Right now, the logic is intentionally simple and transparent:

- Fetch HTML for both URLs.
- Extract visible text and headings.
- Compute a basic **content score** per page:
  - more words → higher score
  - more H1/H2/H3 headings → higher score

The page with the higher score is treated as the **winner**.  
The other becomes the **supporter**.

> In other words: the deeper, better-structured page should typically be your hero page.
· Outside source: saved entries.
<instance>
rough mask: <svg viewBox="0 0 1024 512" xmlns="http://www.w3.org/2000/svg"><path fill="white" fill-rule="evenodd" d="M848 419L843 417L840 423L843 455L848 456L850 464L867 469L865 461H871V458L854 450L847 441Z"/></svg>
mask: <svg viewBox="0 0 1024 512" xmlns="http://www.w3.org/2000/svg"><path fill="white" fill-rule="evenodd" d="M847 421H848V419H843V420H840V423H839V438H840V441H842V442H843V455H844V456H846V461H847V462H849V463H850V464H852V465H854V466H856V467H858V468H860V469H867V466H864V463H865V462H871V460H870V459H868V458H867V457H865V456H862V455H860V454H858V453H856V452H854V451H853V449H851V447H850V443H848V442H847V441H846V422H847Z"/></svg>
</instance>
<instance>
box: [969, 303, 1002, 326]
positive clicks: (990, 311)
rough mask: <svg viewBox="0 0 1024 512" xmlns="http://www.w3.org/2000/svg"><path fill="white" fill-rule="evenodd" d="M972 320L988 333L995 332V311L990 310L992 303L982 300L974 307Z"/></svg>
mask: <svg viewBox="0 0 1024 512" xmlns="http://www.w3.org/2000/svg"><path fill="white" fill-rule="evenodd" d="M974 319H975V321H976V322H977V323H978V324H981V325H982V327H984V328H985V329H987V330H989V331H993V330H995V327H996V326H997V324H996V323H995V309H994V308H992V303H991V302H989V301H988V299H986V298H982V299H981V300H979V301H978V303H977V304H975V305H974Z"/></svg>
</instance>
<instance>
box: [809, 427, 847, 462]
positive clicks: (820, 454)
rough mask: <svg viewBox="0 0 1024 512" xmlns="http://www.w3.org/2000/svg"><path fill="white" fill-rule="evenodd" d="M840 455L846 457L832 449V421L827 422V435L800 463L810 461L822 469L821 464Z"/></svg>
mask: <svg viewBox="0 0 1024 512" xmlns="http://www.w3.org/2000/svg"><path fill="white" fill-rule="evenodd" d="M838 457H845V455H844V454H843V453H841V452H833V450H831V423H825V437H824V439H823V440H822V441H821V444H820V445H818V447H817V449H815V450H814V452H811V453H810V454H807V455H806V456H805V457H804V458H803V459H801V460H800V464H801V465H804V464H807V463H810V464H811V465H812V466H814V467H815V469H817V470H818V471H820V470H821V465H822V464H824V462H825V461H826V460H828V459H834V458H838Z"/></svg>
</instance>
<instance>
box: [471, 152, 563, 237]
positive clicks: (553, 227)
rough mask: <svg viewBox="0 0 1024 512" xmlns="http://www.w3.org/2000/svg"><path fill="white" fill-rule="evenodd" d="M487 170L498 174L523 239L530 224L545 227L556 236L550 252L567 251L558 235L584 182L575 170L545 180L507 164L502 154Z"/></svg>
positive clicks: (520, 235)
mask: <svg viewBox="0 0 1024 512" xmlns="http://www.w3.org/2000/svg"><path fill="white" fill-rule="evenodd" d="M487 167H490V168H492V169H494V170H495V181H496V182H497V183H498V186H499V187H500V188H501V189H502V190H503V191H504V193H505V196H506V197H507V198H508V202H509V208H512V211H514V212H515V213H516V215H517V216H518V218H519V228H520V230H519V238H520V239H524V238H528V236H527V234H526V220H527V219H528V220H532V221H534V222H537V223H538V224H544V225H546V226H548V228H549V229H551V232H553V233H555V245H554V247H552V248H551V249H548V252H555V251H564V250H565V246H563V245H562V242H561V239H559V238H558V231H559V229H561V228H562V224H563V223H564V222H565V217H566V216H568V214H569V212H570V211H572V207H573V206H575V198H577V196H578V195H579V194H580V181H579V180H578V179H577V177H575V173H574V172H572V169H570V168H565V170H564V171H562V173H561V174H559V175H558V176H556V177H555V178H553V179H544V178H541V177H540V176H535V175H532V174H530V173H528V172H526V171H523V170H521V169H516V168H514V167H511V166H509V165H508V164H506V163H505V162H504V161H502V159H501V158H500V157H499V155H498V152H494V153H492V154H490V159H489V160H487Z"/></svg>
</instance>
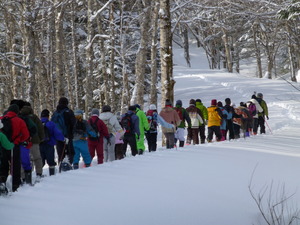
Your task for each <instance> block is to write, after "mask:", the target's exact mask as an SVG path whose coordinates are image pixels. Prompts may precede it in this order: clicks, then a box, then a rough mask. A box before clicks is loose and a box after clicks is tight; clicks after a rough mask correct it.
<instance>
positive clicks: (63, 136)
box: [41, 117, 65, 146]
mask: <svg viewBox="0 0 300 225" xmlns="http://www.w3.org/2000/svg"><path fill="white" fill-rule="evenodd" d="M41 122H42V124H43V123H44V124H45V126H46V128H47V129H48V132H49V141H46V144H48V145H51V146H54V145H56V141H64V140H65V137H64V135H63V133H62V132H61V131H60V130H59V129H58V128H57V126H56V124H55V123H54V122H52V121H49V119H48V118H47V117H42V118H41Z"/></svg>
You can change this logic later (e.g., integrate crawl data, link counts, or external metrics).

---

## Topic extraction (lightweight)

To avoid heavy NLP dependencies, `page-gap-scanner` uses a lightweight approach:

- Collects:
  - `<title>`
  - `<h1>`, `<h2>`, `<h3>`
  - Some visible text snippets
- Splits text into word phrases.
- Filters out:
  - very short tokens
  - common stopwords
- Normalises to lowercase and de-duplicates.

This keeps the tool:

- Fast
- Easy to install
- Safe to run in simple environments or CI

---

## Example console output

When you run the command, you’ll see something like:

```text
Scanning:
  Winner candidate A: https://example.com/page-a
  Winner candidate B: https://example.com/page-b

Winner selected: https://example.com/page-a
Supporter:       https://example.com/page-b

Found 17 missing topics on supporter page.
CSV written to: gaps.csv
```

---

## Project structure

```text
page-gap-scanner/
  pyproject.toml
  README.md
  LICENSE
  page_gap_scanner/
    __init__.py
    cli.py
    compare.py
    fetch.py
    extract.py
    export.py
    utils.py
```

Key modules:

- `cli.py` – defines the Typer-based CLI (`page-gap-scanner`).
- `fetch.py` – fetches HTML safely.
- `extract.py` – extracts headings & topics.
- `compare.py` – core gap logic, winner/supporter decision.
- `export.py` – writes the CSV file.
- `utils.py` – small helpers.

---

## Development & contribution

1. Clone the repository.
2. Create and activate a virtual environment.
3. Install dependencies in editable mode:

```bash
pip install -e ".[dev]"
```

4. Run the CLI locally:

```bash
page-gap-scanner scan https://example.com/a https://example.com/b
```

---

## Author

**Name:** Amal Alexander  
**Email:** <amalalex95@gmail.com>

Feel free to fork, tweak, and adapt this tool into your own SEO workflow.

---

## License

This project is licensed under the **MIT License**. See the [`LICENSE`](LICENSE) file for details.